Juan Camilo Hernandez, il 22enne attaccante colombiano, ha parlato in questi giorni con le sue ottime prestazioni in Premier League. Cinque gol finora in stagione e una prestazione complessiva sopra i 7,0 punti, gli hanno permesso di essere in 22 delle 29 partite che la sua squadra, il Watford, ha disputato.
Il suo allenatore, Roy Hodgson, ne ha recentemente parlato e ha commentato che, nonostante non sia stato preso in considerazione quando è arrivato in squadra, lo è diventando importante e il suo gioco è davvero buono. «Una cosa che ovviamente sa fare è segnare quando si presenta un'opportunità», ha detto. L'attaccante, dopo aver convertito Arsenal e Southampton, è stato scelto nell'undici ideale del campionato, insieme a nomi come Cristiano Ronaldo e Alexander Arnold, tra gli altri.
Ci sono molte voci intorno all'ex giocatore di America de Cali sul fatto che farà parte o meno La prossima chiamata di Reinaldo Rueda. L'attaccante colombiano non fa parte della nazionale dall'ottobre 2018, quando ha fatto il suo debutto con la squadra maggiore, in un'amichevole contro il Costa Rica in cui ha segnato due gol, uno dei quali è stato il più veloce, finora, di un debuttante con la nazionale.
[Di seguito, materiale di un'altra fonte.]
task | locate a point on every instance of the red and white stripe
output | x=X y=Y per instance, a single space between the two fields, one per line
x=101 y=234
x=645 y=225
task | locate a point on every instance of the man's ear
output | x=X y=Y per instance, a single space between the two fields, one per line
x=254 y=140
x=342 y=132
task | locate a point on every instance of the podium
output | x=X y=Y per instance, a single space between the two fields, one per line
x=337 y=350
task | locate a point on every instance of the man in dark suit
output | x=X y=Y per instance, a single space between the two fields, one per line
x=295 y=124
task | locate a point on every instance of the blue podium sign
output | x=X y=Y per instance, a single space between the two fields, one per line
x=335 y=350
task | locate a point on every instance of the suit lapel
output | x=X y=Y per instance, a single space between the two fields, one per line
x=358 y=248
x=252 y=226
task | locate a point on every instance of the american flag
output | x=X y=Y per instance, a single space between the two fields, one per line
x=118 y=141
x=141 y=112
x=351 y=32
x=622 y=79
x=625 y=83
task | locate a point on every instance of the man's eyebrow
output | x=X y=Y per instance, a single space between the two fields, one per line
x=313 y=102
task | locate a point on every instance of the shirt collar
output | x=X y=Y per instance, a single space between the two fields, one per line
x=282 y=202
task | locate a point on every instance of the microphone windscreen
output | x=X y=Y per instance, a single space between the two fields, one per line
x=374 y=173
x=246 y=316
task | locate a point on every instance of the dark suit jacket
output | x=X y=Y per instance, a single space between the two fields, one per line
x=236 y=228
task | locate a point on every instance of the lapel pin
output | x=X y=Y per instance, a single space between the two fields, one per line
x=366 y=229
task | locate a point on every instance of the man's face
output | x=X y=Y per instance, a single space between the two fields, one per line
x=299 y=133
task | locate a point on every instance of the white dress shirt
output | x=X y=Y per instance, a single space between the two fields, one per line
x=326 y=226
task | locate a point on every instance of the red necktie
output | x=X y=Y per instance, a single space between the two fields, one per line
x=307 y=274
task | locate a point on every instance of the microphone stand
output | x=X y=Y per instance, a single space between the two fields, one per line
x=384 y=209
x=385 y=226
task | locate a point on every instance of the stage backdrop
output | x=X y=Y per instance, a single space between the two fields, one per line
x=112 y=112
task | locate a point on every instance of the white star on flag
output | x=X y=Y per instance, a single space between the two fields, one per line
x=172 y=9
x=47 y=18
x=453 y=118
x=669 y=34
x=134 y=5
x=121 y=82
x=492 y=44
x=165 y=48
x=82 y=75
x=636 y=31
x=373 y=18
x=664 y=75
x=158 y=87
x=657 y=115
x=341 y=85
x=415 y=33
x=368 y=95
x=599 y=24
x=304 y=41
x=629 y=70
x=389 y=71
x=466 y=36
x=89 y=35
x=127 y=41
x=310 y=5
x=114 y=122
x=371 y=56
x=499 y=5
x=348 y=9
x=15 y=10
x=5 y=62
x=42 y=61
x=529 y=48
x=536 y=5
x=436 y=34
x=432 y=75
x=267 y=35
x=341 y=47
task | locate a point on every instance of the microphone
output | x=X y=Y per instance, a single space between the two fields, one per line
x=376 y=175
La mancanza di gol nella squadra guidata da Rueda è stata il problema principale fin dall'inizio, ma questo va oltre i nomi. Si tratta di un guasto interno. Né Borja, né Zapata, né Muriel, né Falcao. Nessuno è riuscito a porre fine alla siccità. Un'opzione chiara sembra indicare il Pereirano, che è in bilico e potrebbe essere più che utile contro Bolivia e Venezuela, e avrebbe maggiori possibilità quando la notizia è arrivata Falcao García non sarebbe stato chiamato per questi impegni a causa delle sue ferite. Tuttavia, non basta portare più marcatori, la squadra stessa deve cambiare mentalità per realizzare il tanto atteso miracolo della qualificazione al campionato del mondo.
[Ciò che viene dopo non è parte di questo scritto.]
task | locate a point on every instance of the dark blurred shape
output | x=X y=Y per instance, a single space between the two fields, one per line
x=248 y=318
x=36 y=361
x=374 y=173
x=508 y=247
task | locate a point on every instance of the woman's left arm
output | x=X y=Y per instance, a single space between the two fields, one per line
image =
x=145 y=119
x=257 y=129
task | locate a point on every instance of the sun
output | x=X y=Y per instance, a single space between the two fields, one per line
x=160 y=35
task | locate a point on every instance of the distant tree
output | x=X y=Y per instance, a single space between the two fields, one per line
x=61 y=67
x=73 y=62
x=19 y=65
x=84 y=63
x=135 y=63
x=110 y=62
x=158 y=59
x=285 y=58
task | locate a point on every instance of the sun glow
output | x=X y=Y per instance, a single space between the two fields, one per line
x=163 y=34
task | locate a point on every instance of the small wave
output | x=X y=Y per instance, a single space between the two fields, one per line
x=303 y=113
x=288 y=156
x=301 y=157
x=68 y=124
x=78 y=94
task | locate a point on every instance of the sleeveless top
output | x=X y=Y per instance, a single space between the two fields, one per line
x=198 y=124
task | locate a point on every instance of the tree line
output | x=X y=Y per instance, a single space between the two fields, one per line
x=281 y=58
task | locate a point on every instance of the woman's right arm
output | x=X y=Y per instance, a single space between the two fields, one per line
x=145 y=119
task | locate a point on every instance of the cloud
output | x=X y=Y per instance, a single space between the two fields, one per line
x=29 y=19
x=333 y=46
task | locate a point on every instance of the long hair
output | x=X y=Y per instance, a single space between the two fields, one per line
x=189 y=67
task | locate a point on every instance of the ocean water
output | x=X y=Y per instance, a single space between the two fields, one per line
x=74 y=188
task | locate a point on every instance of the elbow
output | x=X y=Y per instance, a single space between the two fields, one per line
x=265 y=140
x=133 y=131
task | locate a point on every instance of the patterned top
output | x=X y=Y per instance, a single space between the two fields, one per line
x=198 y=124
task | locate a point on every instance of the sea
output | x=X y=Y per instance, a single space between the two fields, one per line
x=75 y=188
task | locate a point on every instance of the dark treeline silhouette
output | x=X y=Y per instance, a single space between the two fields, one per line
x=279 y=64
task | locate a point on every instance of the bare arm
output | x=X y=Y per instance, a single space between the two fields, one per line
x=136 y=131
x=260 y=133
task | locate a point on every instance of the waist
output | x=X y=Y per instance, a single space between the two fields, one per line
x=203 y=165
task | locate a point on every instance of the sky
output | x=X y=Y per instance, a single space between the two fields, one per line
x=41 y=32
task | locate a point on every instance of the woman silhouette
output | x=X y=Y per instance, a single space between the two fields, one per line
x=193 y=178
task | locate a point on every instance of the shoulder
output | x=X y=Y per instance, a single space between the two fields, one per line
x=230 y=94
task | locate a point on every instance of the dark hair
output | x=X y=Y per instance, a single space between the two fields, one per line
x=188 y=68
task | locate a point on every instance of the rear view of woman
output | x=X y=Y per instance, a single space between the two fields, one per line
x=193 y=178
Insieme a quello di Hernández, ci sono diversi nomi che si aggirano per la possibilità di integrare la squadra della Colombia Nazionale per queste ultime partite. Uno dei più popolari è quello di Luis Sinisterra, che ha recitato in modo positivo con lui olandese Feyenoord. Per quanto riguarda Cucho, circolano ancora timori, soprattutto dopo i suoi «capricci», quando ha inviato un messaggio a Rueda attraverso la stampa. «Non so cosa devo fare per essere lì perché alla fine, se si guarda alla logica, sono in Spagna da quattro anni. E non vederlo, ma chiamare giocatori che sono in Messico, MLS o Colombia è raro perché sono livelli diversi», ha detto. Le sue parole gli sono costate all'epoca, era nell'occhio dell'uragano della stampa colombiana e ha dovuto scusarsi pubblicamente attraverso il suo account Twitter.
La verità è che oggi Cucho Hernández ha tutto pronto per essere chiamato nella squadra nazionale colombiana, se l'allenatore lo sceglie. Se chiamato, sarebbe la sua prima volta nel turno di qualificazione. Non c'è dubbio che il suo regalo sarebbe molto utile per la squadra. La speranza di un gol da parte sua, in un momento come questo, non sarebbe affatto male.